According to the workers’ union, daily production targets had come down to 300 vehicles in the last couple of months against the usual 400.
“Usually a slump is witnessed in the automobile sector during this time of the year as people wait for the arrival of the New Year to buy vehicles. This increases the inventory,” said Santosh Singh, the spokesperson of Tata Motors Workers’ Union.
The closure for four days would affect around 5,000 employees at the Jamshedpur plant.
“Fifty per cent of the salary during the period of the block closure will be adjusted against leave. The company will pay the rest. The management decided on the block closure after consulting us. The shutdown will help optimise establishment and other costs,” Singh said.
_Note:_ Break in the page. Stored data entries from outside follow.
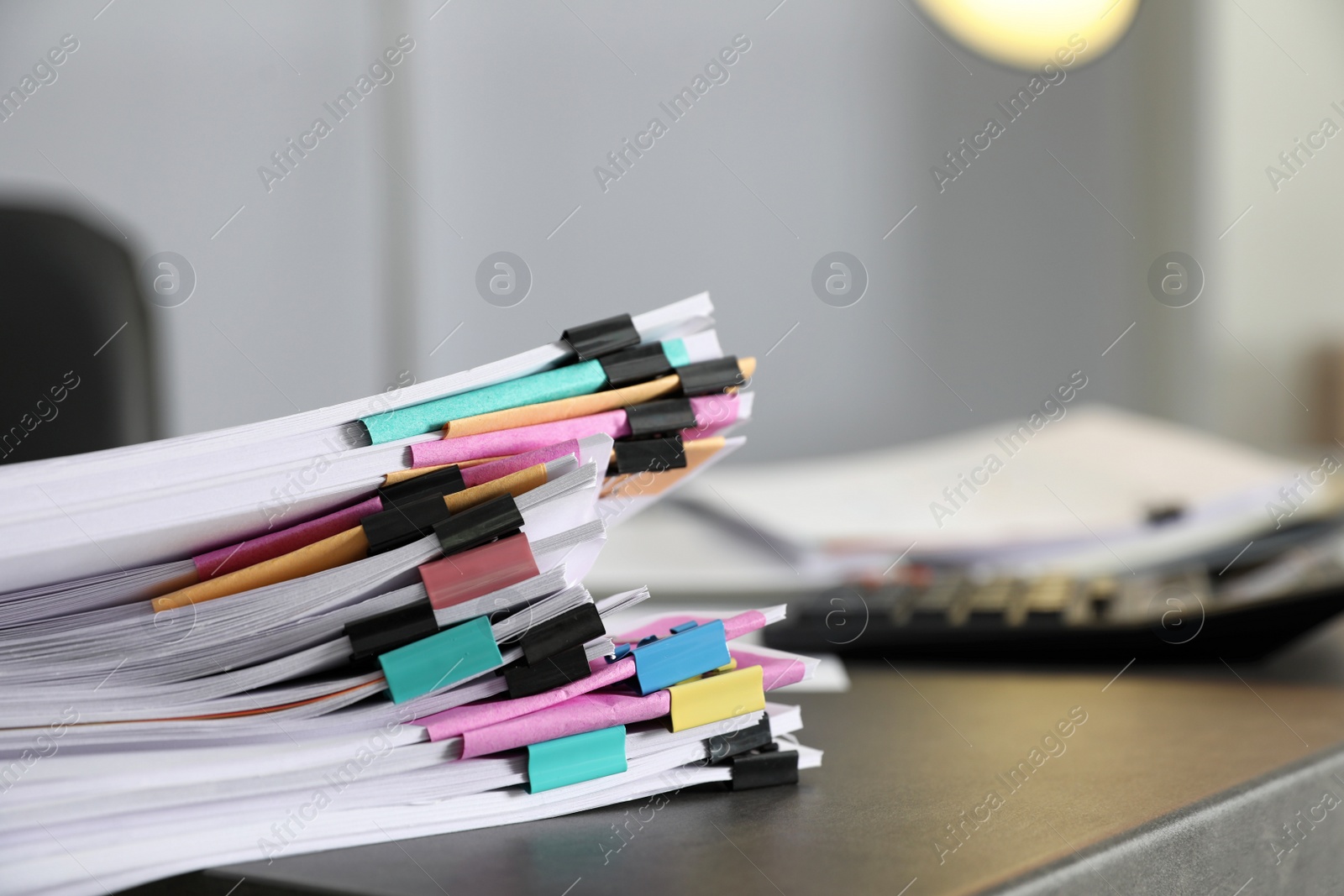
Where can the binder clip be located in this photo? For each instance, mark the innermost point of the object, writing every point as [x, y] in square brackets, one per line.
[555, 671]
[571, 629]
[660, 418]
[407, 521]
[764, 768]
[440, 660]
[390, 631]
[636, 365]
[680, 656]
[648, 456]
[723, 747]
[479, 571]
[479, 526]
[602, 338]
[447, 481]
[568, 761]
[716, 698]
[707, 378]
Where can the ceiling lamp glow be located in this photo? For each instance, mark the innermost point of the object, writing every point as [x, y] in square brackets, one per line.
[1026, 34]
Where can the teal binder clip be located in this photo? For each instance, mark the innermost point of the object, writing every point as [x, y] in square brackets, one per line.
[440, 660]
[568, 761]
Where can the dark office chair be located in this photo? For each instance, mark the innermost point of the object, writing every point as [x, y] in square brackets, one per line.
[65, 291]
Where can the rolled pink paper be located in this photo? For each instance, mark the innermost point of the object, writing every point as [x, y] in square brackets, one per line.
[504, 466]
[460, 719]
[712, 412]
[593, 711]
[479, 715]
[575, 716]
[245, 553]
Tata Motors had opted for a two-day block closure in April last year. In December 2013, it shut down the Jamshedpur plant for nine days owing to a recession in the auto sector.
The announcement of the closure immediately soured the mood at Adityapur industrial area in neighbouring Seraikela Kharsawan district that is home to 600 firms that manufacture for, and supply, directly or indirectly, to Tata Motors.
Their operations will be hit as a result of the four-day closure.
“Suspension of work for four days at Tata Motors will result in financial loss for ancillary units at Adityapur,” said president of Adityapur Small Industries Association (ASIA) Inder Agarwal, adding that most ancillary units would either be shut or operate at a limited capacity during the four days.
Auto Profiles, one of the leading ancillaries of Adityapur that supplies sheet metal to the auto major, will down shutters for four days.
“Our’s is a big ancillary which supplies to Tata Motors on a day-to-day basis. We have no space to stock manufactured products. We have, therefore, taken a decision to shut the unit for four days,” said MD Bikash Mukherjee.
He said the demand for heavy commercial vehicles witnessed a fall ever since the Centre increased the maximum load carrying capacity of heavy vehicles, including trucks, by 20-25 per cent in July, besides scrapping the mandatory annual renewal of fitness certificates for freight carriers.
Mukherjee said finance was another issue that had hit the sale of heavy commercial vehicles. “All nationalised banks have stopped financing heavy commercial vehicles because of huge NPAs. This is also affecting sales,” he explained.